Joan Miro was born in Barcelona, Spain, in 1893. Miro began his studies at the Barcelona School of Fine arts, followed by instruction at the Academia Gali. In 1918, Miro had his first exhibition at the Dalmau Galleries in Barcelona. His early style reflected influences of the simple Catalan folk art, the brilliant colors of the Fauvists, and Cubism.
In 1920, having met Picasso, amongst many other artists and intellectuals living in Paris at the time, Miro was exposed to the new Surrealist Movement. Miro decided to move to Paris. This is when Miro's true original style emerged, a method immersed in dreamlike forms, whimsical and child-like images, and geometrical and amorphic shapes. Miro frequently used bright colors superimposed upon neutral and flat backgrounds. His own unique style compelled him to experiment in new media, such as collage, sculpture and later printing. By the 1930's, Miro's work was widely revered and he became world renowned.

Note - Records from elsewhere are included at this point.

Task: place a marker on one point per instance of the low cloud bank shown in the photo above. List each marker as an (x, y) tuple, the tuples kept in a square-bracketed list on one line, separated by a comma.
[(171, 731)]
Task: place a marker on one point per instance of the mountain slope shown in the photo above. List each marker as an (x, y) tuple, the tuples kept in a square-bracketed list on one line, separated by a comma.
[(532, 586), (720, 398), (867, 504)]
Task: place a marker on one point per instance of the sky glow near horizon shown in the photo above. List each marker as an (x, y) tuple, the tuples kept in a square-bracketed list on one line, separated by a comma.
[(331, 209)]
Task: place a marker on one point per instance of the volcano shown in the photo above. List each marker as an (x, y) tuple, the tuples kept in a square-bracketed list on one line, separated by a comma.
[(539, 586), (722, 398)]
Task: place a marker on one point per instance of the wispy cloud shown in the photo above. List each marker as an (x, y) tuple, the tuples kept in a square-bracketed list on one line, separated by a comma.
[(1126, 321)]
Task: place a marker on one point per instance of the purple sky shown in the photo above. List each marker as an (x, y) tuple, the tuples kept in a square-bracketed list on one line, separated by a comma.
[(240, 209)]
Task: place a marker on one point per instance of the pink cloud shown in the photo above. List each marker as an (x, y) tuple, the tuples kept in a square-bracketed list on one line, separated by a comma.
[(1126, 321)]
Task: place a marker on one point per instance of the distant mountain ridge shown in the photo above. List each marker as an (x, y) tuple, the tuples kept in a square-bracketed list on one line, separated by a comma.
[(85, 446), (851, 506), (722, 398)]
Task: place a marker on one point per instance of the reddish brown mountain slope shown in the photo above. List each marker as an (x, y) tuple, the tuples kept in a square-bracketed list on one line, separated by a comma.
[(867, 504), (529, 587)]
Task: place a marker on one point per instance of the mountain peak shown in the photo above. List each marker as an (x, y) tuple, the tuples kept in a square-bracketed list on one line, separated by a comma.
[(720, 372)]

In 1947, Miro came to America, where his work was was exhibited at many one-man shows and at a retrospective at the Museum of Modern Art in New York. In 1956, Miro moved to Palma de Majorca. From the 1960's until his death, in addition to his painting, Miro created many large sculptures and projects, such as two ceramic murals for UNESCO building in Paris.
In 1976, the Joan Miro Foundation Center of Contemporary Study was established in Barcelona and his work is displayed at contemporary museums everywhere.
Miro died in 1983, at the age of 90.